Моя мать взяла меня за руку.
— Ну, так что же, Туллио?
— Я не знал…
— Но ты пугаешь меня. Значит, доктор…
— Ну, да, доктор…
— Поди сюда, Туллио, сядь.
Она посадила меня на диван. Она смотрела на меня с испугом и ждала, чтобы я заговорил. В течение нескольких минут, несмотря на то, что она сидела передо мной, я не видел ее.
Потом, вдруг, резкий свет озарил мой ум; и вся драма мне стала понятной.
Откуда явилась у меня сила противостоять этому? Кто сохранил мне мой разум? Может быть, в самом приступе ужаса и горя я обрел героическое чувство, спасшее меня.
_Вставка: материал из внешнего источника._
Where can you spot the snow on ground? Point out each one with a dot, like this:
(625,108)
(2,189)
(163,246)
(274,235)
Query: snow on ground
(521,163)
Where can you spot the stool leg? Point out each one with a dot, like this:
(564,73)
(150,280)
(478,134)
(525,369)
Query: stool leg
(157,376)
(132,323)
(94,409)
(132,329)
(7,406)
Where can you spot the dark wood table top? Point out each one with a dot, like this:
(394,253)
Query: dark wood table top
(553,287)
Как только ко мне вернулись физическое ощущение и восприятие внешних предметов, и я увидел мать, со страхом глядевшую на меня, я понял, что прежде всего я должен успокоить ее. Я сказал:
— Я не знал… Джулианна ничего мне не говорила. Я ничего не заметил… Для меня это неожиданность… Правда, доктор говорил мне о некоторой опасности… Вот почему твое сообщение производит на меня такое впечатление… Ты знаешь, Джулианна так слаба теперь… Но доктор не предупреждал о чем-нибудь серьезном… Операция хорошо удалась… Мы увидим… Мы позовем, посоветуемся с ним…
— Да, да, это необходимо.
— Но ты, мама, уверена ли в этом? Может быть тебе Джулианна призналась? Или же…
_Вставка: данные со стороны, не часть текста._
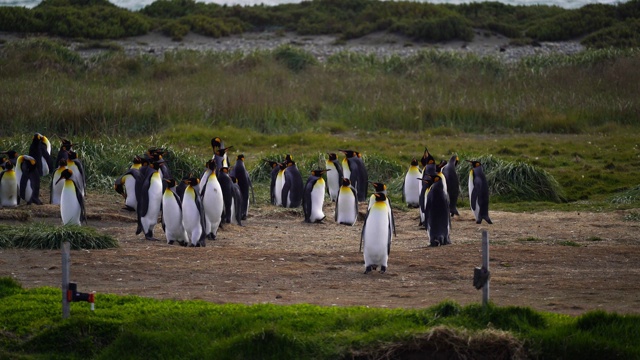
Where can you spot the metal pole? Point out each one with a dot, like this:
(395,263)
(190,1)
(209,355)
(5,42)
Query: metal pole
(66,251)
(485,264)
— Ты знаешь, я сама это заметила по некоторым признакам. Невозможно ошибиться…
— Два-три дня тому назад Джулианна отрицала или, по крайней мере, говорила, что она не уверена в этом…
— …Она знает, что ты такой мнительный, и просила пока не говорить тебе этого. Но я хотела предупредить тебя…
— …Ты ведь знаешь Джулианну, она так неосторожна со своим здоровьем! Посмотри, вместо того, чтобы поправиться, мне кажется, что ее здоровье с каждым днем ухудшается; в то время, как прежде бывало достаточно одной недели деревенской жизни, чтобы она расцвела. Ты помнишь?
— Да, это правда.
— Предосторожность в таких случаях никогда не бывает излишней. Нужно, чтобы ты сейчас же написал доктору Вебести.
— Да, сейчас.
И, чувствуя, что я не в состоянии более сдерживаться, я поднялся и сказал:
— Я пойду к Джулианне.
— Ступай; но сегодня пусть она отдохнет, не беспокой ее. Я пойду вниз, но скоро вернусь.
— Спасибо, мама.
И я прикоснулся своими устами к ее лбу.
— Милый мой мальчик! — прошептала она удаляясь.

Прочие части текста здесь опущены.